I am puzzled by something I just read in a paper and am trying to understand.
It's called "parametric trilinear transformation" and is basically a way by the author to transform the coordinates of a unit box into any skewed box. Problem is, all the author tells me other than that are these three equations:
X(s, t, u) = Ax * s + Bx * t + Cx * u + Dx * st + Ex * tu + Fx * su + Gx * stu + Hx
Y(s, t, u) = Ay * s + By * t + Cy * u + Dy * st + Ey * tu + Fy * su + Gy * stu + Hy
Z(s, t, u) = Az * s + Bz * t + Cz * u + Dz * st + Ez * tu + Fz * su + Gz * stu + Hz
where 0 \<= s, t, u \<= 1 are the coordinates in the unit cube and x, y, z are the real world coordinates after transforming into the skewed box.
There isn't even an explanation what A, B, ..., H are, though I very much suppose they are the cube's eight points in some way.

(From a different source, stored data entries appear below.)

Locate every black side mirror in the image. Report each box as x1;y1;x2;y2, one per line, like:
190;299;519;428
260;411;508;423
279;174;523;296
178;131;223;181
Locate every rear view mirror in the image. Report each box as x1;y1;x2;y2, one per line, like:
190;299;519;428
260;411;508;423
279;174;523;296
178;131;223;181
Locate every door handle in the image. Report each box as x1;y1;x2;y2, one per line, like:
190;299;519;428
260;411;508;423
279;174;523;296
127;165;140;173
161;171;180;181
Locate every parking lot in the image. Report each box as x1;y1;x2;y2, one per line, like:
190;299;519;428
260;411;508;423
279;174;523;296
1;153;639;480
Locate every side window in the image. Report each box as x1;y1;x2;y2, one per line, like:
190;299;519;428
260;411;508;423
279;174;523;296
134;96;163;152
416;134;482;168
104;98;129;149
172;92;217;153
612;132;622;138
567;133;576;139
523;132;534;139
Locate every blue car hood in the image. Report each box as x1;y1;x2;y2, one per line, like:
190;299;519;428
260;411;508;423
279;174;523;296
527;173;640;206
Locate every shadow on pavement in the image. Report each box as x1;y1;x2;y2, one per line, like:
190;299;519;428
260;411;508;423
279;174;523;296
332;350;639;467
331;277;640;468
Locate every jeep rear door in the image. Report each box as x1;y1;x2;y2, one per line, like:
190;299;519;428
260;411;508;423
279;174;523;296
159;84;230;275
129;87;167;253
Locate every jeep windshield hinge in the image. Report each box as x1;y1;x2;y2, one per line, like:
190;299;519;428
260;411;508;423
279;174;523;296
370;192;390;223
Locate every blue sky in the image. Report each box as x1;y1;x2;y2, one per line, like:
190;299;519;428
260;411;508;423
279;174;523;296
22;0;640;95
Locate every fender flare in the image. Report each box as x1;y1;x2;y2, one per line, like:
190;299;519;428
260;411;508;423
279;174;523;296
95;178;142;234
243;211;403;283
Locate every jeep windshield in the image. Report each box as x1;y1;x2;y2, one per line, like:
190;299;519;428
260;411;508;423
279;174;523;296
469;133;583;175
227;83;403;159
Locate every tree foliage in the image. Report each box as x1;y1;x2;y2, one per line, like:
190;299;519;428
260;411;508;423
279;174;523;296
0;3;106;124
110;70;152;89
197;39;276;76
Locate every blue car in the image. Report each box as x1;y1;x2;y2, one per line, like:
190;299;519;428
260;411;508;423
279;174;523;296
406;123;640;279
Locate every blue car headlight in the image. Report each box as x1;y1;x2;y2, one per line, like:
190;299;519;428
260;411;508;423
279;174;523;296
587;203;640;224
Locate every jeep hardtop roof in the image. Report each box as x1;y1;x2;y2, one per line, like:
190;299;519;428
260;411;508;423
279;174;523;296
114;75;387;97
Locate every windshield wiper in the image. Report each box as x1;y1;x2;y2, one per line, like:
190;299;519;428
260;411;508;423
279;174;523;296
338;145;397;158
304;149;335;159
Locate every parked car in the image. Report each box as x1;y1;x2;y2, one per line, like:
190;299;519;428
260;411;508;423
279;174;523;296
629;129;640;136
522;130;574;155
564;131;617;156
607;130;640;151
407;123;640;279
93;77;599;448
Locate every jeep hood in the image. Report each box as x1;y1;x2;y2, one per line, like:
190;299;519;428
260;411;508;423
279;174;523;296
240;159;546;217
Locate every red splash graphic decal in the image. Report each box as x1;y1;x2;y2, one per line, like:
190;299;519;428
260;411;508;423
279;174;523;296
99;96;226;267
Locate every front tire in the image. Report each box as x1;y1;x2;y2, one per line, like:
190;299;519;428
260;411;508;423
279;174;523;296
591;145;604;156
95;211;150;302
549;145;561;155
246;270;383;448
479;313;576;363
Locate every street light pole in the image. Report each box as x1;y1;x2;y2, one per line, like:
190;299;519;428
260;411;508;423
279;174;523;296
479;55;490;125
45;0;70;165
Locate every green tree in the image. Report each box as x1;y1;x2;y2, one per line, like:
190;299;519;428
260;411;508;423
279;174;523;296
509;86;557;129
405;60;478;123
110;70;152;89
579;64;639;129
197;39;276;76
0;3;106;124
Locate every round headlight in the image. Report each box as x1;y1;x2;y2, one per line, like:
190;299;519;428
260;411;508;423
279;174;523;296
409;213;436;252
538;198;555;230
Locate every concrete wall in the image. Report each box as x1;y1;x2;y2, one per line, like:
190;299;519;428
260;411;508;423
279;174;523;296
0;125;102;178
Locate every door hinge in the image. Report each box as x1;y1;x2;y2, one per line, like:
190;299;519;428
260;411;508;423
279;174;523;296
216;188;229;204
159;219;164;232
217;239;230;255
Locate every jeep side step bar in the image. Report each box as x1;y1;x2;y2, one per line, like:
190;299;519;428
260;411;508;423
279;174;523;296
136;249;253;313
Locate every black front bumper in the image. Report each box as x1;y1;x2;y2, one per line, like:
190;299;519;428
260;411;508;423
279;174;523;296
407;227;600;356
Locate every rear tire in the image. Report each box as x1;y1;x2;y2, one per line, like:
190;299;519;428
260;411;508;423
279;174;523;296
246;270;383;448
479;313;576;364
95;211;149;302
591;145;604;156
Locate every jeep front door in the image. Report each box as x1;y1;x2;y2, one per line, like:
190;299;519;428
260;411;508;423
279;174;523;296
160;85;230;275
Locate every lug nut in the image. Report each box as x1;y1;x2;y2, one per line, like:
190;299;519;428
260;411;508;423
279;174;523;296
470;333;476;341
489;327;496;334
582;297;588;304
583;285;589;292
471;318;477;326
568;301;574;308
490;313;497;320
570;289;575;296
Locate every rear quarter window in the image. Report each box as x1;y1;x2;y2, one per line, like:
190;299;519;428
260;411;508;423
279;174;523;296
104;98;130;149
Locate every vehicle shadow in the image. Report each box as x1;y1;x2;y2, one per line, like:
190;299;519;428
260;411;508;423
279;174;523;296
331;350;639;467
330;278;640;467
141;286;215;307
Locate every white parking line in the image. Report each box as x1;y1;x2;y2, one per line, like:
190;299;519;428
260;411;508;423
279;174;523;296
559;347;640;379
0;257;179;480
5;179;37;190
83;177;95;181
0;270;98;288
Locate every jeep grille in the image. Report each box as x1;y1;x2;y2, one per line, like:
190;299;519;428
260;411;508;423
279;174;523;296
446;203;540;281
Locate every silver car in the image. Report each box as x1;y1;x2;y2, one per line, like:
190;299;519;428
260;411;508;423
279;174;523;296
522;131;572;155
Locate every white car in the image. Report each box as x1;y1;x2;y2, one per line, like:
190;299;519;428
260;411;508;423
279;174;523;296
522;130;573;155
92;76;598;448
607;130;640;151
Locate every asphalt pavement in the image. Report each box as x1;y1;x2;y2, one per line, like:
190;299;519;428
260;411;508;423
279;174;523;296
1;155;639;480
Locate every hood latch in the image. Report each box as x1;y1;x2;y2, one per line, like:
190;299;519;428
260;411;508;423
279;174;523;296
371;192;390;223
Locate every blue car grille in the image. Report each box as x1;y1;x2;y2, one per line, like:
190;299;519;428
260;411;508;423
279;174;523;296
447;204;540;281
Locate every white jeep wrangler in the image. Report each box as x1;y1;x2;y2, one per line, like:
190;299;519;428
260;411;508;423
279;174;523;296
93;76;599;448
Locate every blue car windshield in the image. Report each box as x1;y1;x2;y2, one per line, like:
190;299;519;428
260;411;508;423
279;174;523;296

It's rather obvious that the vector P = A * s + B * t + C * u will be the point for any input s, t and u if we had only an unskewed box, as it simply means moving along the sides. The rest of the equations have to be taking care of the skewing. But that I cannot figure out.
Perhaps someone knows his stuff around this topic? I'm rather confused by the lack of information.